Google on why Orkut should not export email contacts (10/26/09) - kmavm
http://techcrunch.com/2009/10/26/orkut-slows-hemorraging-to-facebook-by-making-friend-export-tool-nearly-useless/

======
axavier
Relevant quote from Google:

"Mass exportation of email is not standard on most social networks - when a
user friends someone they don’t then expect that person to be easily able to
send that contact information to a third party along with hundreds of other
addresses with just one click"

Lets recap:

1\. Users use data exporter en masse to abandon Orkut.

2\. Google breaks the exporter. Supposedly a bug, coincidentally when people
are actually now using it.

3\. Google changes the exporter so emails are no longer included.

4\. Google says social networks shouldn't be expected to allow mass email
exportation.

5\. 12 months pass

6\. Google breaks the gmail exporter to Facebook. Social networks apparently
are now expected export all e-mails. Press eats it up.

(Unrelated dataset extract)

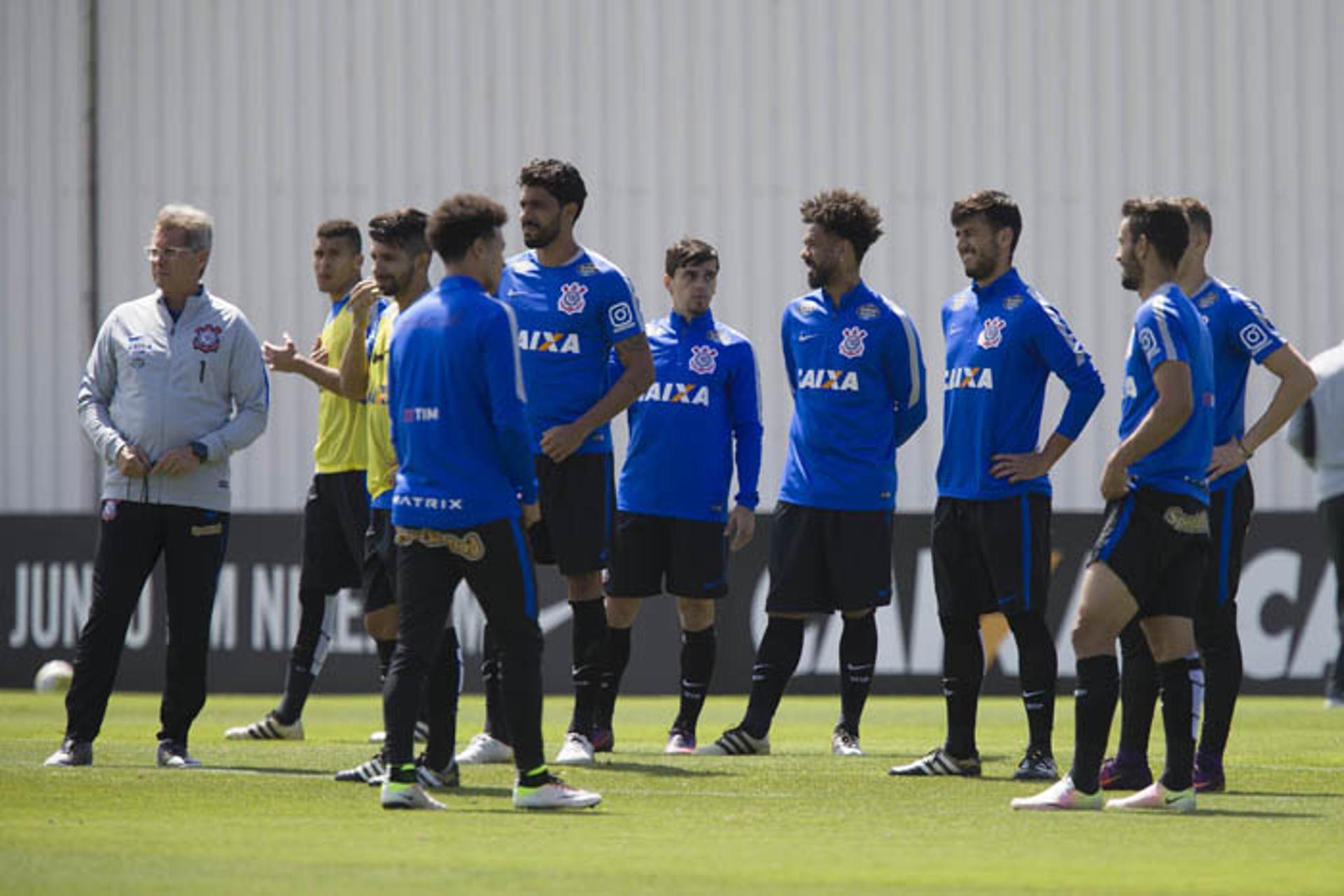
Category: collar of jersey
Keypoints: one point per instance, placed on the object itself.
(1003, 286)
(860, 293)
(698, 324)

Look, I'm not arguing that email exporting should or shouldn't be allowed. I
don't really want my friends giving my email to Farmville so they get a golden
banana, but it's not the end of the world. What I don't get though, is people
talking about this like Google is some godly force of good, championing the
rights of users against the evil Facebook.

Please. Google is getting scared, and made a calculated business decision to
try and slow down Facebook's growth. The rest of this is BS PR spin and
Techcrunch sensationalism to fan the drama fires.